La SS 100 fut présentée au Salon de Londres en 1931. Equipée d’abord d’un six cylindres de deux litres, développant seize chevaux, elle atteignait les 110 km/h. D’autres moteurs et des carrosseries modifiées apparurent ensuite. Les prix bas pratiqués par la firme anglaise firent beaucoup pour le succès de cette voiture. La S.S. Cars Company devint en 1935 la S.S. Jaguar Company. Les initiales S.S. disparurent au moment de la guerre et la firme s’appela désormais Jaguar Cars Ltd.
Bburago est la seule marque à avoir reproduit la SS100.

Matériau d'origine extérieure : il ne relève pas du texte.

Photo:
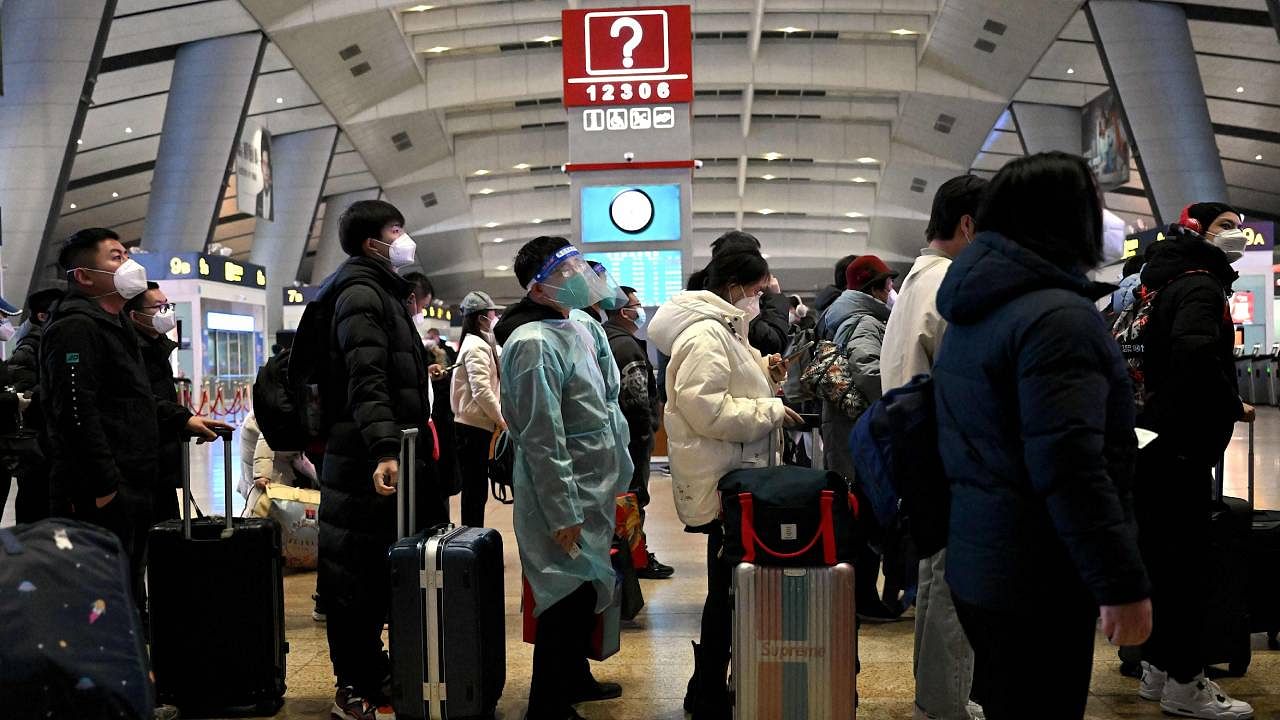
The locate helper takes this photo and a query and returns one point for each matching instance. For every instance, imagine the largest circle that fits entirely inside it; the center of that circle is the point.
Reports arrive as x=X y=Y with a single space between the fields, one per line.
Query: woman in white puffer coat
x=722 y=404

C’est au Salon automobile de l’Olympia, en 1935, que la compagnie de William Lyons, carrossier et constructeur des fameux sidecars Swallow, lança les premières vraies Jaguar, nom qu’avait choisi ce constructeur pour baptiser sa nouvelle gamme d’automobiles. La plus éblouissante d’entre elles était sans aucun doute le roadster de 2,5 litres, connu sous le nom de Jaguar SS 100.
Quelle que images de la vrai voiture



Personne ne serait douté à l’époque que la glorieuse SS 100 représenterait la quintessence de l’authentique voiture de sport d’avant-guerre. À son époque, elle était tout sauf reconnue. Elle était considérée comme une bizarrerie, et traitée avec mépris par la vieille garde de l’automobile britannique. Ces amateurs de Bentley, Lagonda et Invicta les surnommaient les “Bentleys de Wardour Street”, faisant allusion aux imprésarios mâcheurs de cigares ayant un penchant pour les manteaux en astrakan doublés de fourrure…

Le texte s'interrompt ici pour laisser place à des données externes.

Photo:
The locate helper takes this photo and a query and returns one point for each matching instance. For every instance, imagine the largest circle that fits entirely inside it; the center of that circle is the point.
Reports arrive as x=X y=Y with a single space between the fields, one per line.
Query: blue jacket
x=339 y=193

Il n’en demeure pas moins que la nouvelle SS100 était capable de performances exceptionnelles. Le chiffre 100 que l’on retrouvait dans son nom n’était pas une exagération, la SS100 atteignait en effet les 96 miles à l’heure (154 Km/h) et autorisait le 0 à 100 Km/h en 12,8 secondes. En 1938, grâce à la version 3,5 litres de la SS100, la vitesse maximale passa la barre des 100 miles/h (161 Km/h), le 0 à 100 Km/h était désormais atteint en guère plus de 10 secondes. Au moment où la guerre éclata, seules 309 SS100 avaient été construites.